Nous sommes là dans la pleine période où la mode des "sports d'hiver" devient de bon ton et où les Pyrénées font partie des destinations privilégiées des skieurs au point que, à certaines dates, ils sont atteints par des trains de parisiens (c'est encore de la gare d'Orsay !) en wagons-dortoirs.
A Font-Romeu à l'époque, on ne sait pas ce que l'on y aime le plus, le soleil déjà méditerranéen ou la belle neige qui transforme les pins en bonshommes de sucre.
Il n'y a pas que ça pour attirer les hivernants : le merveilleux "grand hôtel" est renommé pour son site et son confort. La "gentry" qui y a ses habitudes s'y retrouve plus sur sa patinoire ou dans ses salons que sur les pentes du Carlitte !
Mais à Font-Romeu la fréquentation est beaucoup plus variée : outre les skieurs parisiens qui ont affronté le redoutable parcours ferroviaire par Toulouse, le Puymorens et l'arrivée à la Tour de Carol, la palme du nombre revient aux Perpignanais dont le savoureux accent s'entend en tous points du pays.
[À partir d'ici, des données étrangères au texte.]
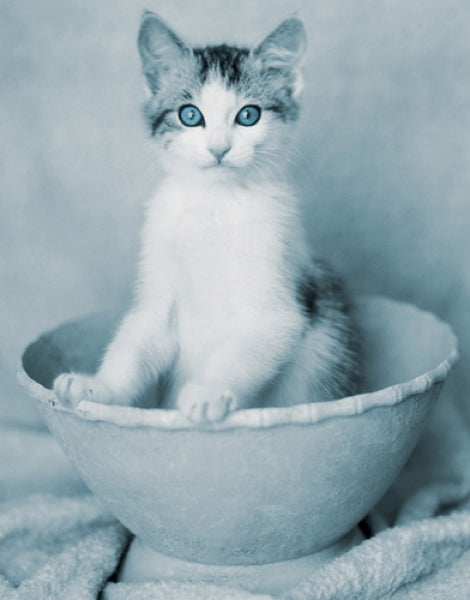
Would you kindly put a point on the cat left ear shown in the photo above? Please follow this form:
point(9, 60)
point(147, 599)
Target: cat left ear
point(160, 49)
point(284, 50)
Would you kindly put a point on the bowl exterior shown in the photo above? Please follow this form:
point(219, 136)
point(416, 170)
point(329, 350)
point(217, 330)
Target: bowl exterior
point(244, 496)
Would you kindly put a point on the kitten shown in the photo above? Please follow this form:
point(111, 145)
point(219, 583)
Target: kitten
point(230, 309)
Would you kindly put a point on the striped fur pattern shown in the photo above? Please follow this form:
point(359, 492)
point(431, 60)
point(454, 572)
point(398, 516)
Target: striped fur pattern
point(231, 310)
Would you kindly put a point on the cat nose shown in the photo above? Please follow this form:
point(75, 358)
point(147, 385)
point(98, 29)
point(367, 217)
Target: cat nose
point(219, 152)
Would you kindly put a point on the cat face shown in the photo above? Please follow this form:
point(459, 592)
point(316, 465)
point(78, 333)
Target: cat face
point(221, 109)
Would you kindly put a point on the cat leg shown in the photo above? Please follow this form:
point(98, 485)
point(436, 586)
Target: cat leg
point(142, 348)
point(239, 368)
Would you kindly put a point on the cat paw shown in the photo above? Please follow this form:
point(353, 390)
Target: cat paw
point(202, 405)
point(73, 388)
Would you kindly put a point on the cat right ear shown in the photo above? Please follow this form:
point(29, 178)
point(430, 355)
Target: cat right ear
point(284, 49)
point(160, 49)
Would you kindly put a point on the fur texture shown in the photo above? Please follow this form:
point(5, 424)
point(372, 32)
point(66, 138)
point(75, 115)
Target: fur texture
point(230, 309)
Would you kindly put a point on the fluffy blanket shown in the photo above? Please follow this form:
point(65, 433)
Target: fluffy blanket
point(57, 541)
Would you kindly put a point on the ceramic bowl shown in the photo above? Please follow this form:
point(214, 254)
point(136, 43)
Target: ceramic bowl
point(265, 485)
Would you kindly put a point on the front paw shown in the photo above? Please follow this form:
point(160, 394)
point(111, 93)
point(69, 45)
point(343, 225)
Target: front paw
point(73, 388)
point(203, 404)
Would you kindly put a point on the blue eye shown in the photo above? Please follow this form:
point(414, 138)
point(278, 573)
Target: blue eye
point(249, 115)
point(191, 116)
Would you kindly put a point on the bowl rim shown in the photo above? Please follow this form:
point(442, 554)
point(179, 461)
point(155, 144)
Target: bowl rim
point(259, 418)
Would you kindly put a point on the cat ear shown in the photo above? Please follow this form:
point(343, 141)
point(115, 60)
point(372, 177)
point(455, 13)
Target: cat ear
point(160, 49)
point(284, 50)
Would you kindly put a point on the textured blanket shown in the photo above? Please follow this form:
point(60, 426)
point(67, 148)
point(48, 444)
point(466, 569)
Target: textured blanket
point(57, 541)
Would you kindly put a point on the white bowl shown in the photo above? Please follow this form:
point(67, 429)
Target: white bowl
point(265, 485)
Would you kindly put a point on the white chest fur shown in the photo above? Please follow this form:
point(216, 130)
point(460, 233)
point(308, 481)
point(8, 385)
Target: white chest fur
point(225, 252)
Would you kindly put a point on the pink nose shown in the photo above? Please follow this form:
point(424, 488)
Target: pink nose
point(219, 152)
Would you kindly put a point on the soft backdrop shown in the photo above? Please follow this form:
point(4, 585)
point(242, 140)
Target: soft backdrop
point(384, 139)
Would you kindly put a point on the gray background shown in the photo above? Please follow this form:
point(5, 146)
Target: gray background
point(384, 139)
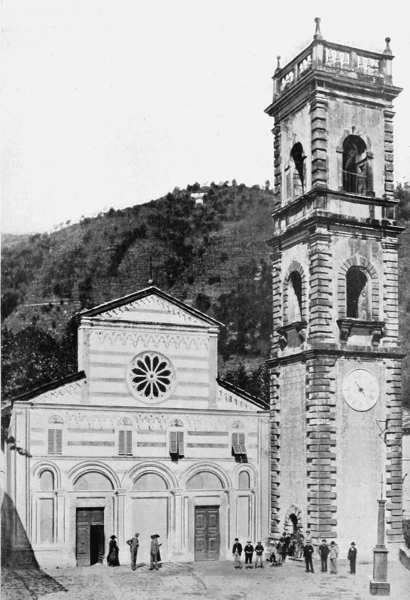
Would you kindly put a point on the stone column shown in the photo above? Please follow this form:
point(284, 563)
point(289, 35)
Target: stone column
point(318, 116)
point(176, 532)
point(320, 289)
point(277, 163)
point(388, 154)
point(321, 443)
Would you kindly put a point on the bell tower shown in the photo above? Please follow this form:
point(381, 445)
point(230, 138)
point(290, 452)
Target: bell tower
point(335, 358)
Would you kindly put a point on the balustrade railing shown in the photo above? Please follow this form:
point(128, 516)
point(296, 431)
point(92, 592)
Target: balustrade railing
point(355, 183)
point(334, 58)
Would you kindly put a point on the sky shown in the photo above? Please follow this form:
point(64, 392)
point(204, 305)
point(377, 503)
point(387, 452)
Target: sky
point(111, 103)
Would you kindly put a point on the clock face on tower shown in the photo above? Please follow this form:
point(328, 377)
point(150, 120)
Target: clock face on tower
point(360, 389)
Il y a aussi des "marginaux" tel ce Vosgien robuste et discret qui vient ici tous les hivers pour "piéger" le renard, l'hermine et le lièvre blanc dans les bois de pins entre "Serra de l'ours" et "Kalinera". Il ne demande rien à personne... et personne ne lui a jamais rien demandé : il peut ainsi se croire dans le grand Nord canadien.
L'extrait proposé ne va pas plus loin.